Gigabyte Z270X Gaming 7 Review

Gigabyte Z270X Gaming 7

Introduction

The previous generation of Gigabyte motherboards found them slightly losing their way in our opinion. They had rapidly gone from being amongst the very best to having a few curious design decisions that made them slightly difficult to wholeheartedly recommend.

With the Z270 release Gigabyte have certainly come back with a bang, bringing all of the current in vogue features to the table, building upon the already excellent underlying chipset. We have two of their Gaming range of motherboards in the office, and our full review is going to the always popular Gaming 7. Supporting the full RGB customisation that has rapidly found itself applied to all manner of PC hardware, and combining this with a redesigned heatsink and PCB arrangement, we’re sure that Gaming 7 will find favour amongst everyone disappointed with some of Gigabytes recent efforts.

Technical Specifications

The Gaming 7 is replete with all the fashionable technologies and some things unique to the Gigabyte brand.

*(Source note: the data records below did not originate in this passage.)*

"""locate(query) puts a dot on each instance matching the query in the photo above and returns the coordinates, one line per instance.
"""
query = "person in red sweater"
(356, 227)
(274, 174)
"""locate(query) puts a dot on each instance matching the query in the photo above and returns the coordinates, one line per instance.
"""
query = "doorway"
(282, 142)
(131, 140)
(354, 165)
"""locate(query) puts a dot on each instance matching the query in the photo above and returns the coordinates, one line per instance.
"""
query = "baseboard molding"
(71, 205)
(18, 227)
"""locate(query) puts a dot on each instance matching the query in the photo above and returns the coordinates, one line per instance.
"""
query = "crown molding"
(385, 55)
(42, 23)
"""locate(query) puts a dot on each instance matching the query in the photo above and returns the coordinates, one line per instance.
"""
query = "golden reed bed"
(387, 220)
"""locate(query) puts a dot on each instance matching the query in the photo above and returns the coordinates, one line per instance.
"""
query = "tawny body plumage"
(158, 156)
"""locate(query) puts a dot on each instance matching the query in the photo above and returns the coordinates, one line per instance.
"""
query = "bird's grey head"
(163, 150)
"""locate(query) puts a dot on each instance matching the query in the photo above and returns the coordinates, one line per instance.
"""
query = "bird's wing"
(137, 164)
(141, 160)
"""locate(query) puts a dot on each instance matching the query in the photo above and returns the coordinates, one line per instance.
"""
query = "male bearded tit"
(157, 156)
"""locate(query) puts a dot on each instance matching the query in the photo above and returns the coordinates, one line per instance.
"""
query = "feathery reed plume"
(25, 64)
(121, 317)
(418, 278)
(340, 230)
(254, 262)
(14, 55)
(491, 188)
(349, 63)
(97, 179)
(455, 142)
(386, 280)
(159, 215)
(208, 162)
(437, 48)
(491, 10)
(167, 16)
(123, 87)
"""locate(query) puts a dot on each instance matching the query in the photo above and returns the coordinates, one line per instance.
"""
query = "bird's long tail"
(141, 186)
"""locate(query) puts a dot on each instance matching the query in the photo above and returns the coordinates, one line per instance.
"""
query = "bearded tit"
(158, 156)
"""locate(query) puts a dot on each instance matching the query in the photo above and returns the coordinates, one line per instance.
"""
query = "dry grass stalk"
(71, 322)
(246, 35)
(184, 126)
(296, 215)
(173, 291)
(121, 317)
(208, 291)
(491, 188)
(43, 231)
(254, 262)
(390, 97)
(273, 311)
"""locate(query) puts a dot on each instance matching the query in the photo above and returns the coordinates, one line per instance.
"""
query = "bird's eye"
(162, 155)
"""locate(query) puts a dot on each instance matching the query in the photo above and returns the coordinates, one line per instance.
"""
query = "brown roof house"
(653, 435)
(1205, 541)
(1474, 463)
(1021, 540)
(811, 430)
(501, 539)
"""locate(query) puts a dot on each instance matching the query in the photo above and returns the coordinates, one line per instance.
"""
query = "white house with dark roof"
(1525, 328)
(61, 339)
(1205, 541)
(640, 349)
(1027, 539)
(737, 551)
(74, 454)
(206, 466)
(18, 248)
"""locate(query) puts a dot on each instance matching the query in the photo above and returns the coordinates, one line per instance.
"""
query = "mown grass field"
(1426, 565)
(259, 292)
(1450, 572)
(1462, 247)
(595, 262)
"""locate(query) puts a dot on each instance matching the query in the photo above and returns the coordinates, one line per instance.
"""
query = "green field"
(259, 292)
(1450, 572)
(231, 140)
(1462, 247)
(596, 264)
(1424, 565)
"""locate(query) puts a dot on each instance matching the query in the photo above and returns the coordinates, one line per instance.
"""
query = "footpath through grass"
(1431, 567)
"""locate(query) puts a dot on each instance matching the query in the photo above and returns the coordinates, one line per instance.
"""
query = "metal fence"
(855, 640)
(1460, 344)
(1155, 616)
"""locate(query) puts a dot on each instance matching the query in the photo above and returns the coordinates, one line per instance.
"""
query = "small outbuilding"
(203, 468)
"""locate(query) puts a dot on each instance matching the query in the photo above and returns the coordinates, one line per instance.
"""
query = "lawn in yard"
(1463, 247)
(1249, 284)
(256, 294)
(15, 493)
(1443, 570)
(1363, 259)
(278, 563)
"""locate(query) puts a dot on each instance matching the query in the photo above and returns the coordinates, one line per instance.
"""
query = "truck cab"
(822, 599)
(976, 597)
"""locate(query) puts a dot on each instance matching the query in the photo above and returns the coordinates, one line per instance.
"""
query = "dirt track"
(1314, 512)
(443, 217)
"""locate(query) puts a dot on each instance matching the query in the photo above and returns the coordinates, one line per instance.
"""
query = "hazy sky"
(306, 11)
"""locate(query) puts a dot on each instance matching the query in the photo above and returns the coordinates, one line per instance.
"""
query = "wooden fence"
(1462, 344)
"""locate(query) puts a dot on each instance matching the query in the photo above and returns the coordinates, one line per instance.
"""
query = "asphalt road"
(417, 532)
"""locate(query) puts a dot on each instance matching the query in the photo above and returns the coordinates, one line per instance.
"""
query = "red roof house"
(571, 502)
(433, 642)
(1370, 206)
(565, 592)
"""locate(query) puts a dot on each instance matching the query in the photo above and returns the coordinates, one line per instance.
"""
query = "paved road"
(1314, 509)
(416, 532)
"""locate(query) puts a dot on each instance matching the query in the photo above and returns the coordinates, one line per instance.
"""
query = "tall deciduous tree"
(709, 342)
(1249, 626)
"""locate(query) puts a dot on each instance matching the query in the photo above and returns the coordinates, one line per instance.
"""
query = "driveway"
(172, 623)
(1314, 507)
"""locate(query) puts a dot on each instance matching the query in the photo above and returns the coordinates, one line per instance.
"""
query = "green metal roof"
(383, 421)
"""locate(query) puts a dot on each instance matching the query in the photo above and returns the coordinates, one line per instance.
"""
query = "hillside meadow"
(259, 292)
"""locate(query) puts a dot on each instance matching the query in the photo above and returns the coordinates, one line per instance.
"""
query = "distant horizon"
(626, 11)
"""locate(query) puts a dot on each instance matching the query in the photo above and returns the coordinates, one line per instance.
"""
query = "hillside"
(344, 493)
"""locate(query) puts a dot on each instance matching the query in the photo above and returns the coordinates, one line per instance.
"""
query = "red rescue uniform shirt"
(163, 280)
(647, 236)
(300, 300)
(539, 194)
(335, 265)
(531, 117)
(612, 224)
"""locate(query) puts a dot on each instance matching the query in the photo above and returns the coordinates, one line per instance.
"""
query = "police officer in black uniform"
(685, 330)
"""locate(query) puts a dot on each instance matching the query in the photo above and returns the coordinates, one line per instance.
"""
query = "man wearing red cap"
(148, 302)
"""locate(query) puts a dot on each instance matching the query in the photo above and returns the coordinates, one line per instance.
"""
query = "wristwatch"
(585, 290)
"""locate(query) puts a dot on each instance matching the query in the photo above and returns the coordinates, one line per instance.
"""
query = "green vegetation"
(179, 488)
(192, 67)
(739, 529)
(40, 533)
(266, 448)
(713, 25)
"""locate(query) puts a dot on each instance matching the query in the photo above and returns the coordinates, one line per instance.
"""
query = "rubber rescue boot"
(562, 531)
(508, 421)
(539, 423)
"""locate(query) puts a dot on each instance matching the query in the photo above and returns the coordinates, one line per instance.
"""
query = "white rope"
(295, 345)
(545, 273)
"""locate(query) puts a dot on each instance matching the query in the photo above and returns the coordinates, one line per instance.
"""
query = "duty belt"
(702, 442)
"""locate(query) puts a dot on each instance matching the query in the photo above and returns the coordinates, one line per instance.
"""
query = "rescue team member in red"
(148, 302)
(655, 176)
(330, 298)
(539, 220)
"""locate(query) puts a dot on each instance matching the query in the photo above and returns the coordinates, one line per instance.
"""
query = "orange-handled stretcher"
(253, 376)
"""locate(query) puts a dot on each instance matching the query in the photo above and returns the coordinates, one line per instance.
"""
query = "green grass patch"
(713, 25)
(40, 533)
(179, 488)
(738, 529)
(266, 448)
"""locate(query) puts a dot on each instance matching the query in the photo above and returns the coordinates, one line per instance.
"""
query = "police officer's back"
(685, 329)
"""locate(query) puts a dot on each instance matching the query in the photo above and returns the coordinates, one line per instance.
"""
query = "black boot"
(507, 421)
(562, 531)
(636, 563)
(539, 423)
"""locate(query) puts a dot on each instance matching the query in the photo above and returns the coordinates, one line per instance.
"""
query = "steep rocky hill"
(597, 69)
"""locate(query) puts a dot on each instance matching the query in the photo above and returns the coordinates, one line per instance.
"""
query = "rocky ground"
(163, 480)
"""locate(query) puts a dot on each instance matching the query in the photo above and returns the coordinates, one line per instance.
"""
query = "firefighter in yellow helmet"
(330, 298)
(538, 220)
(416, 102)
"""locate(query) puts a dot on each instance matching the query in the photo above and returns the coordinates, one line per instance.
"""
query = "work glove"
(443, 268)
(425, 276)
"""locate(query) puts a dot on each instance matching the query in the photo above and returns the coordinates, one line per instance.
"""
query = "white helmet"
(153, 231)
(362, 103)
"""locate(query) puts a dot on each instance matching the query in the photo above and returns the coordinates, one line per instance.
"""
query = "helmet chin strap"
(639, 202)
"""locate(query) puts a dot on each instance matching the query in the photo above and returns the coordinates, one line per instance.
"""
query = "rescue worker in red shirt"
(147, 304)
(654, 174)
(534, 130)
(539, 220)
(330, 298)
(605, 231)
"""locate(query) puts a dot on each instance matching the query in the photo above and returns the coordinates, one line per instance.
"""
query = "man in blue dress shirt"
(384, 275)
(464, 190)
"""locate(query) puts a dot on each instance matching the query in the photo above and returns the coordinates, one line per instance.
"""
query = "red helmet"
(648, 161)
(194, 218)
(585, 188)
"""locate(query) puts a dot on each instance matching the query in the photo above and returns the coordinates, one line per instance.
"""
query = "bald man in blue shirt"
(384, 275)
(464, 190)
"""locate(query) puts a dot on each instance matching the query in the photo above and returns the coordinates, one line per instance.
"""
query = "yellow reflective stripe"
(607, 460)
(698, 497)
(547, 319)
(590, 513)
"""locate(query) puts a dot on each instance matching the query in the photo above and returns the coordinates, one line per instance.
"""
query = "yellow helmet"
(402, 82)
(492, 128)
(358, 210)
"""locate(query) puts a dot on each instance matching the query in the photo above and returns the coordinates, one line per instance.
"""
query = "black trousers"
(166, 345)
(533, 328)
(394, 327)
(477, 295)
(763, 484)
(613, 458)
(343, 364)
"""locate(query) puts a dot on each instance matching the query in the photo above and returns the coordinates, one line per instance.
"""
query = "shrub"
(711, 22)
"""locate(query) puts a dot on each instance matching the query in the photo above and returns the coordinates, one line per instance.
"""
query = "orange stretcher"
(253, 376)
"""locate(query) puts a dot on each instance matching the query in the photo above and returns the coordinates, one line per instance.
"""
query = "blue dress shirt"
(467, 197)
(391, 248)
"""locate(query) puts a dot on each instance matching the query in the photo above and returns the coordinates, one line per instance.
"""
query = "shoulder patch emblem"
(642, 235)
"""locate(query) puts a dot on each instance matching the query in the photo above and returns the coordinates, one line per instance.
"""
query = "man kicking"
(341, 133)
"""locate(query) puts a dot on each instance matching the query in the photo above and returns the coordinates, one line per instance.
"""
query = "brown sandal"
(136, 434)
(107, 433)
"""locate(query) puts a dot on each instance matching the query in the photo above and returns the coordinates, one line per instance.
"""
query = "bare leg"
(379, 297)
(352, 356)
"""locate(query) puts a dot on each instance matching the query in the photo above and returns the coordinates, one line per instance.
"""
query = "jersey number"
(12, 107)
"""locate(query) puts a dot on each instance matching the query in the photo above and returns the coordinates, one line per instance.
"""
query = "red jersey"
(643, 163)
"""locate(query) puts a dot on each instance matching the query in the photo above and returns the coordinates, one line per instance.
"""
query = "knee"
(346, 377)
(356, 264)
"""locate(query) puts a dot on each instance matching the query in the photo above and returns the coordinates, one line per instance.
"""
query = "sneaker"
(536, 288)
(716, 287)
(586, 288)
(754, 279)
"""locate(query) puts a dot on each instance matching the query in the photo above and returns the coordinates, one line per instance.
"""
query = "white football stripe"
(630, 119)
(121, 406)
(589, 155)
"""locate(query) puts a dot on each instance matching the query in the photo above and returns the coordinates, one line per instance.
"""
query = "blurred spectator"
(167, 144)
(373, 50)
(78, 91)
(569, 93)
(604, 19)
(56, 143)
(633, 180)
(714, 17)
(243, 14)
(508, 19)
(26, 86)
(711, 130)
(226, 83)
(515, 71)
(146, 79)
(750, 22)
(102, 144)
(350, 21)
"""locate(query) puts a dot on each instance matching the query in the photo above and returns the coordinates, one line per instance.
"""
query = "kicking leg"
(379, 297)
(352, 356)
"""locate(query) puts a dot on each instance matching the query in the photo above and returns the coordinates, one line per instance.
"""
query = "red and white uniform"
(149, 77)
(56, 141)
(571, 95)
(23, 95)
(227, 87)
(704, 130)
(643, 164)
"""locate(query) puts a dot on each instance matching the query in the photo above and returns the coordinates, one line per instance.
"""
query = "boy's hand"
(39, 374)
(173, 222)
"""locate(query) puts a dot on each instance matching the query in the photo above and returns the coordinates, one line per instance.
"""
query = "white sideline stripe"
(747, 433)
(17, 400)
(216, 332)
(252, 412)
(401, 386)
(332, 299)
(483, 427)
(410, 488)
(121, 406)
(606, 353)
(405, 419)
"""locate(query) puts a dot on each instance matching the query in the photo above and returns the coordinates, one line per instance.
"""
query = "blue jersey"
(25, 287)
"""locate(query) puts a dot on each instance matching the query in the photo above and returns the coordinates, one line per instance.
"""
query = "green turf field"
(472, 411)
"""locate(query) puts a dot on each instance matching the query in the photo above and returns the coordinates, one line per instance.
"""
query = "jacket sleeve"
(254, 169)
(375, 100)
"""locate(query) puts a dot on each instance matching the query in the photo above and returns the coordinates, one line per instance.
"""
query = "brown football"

As well as the regular elements of the Z270 chipset – USB 3.1, M.2 NVME, 7th Generation CPU etc – the Gaming 7 has a U.2 connector for even faster storage support, RAID 0 support for the aforementioned NVMe drives and Thunderbolt 3, should you have a Thunderbolt compatible device.

Perhaps the big two changes of the Gaming 7 over the other Z270 motherboards we’re looking at today is the inclusion of the KillerNIC networking protocol and the switch from regular RealTek audio to Creative SoundCore 3D. This could very well be enough to tempt the indecisive across to the manufacturer from Xindian District.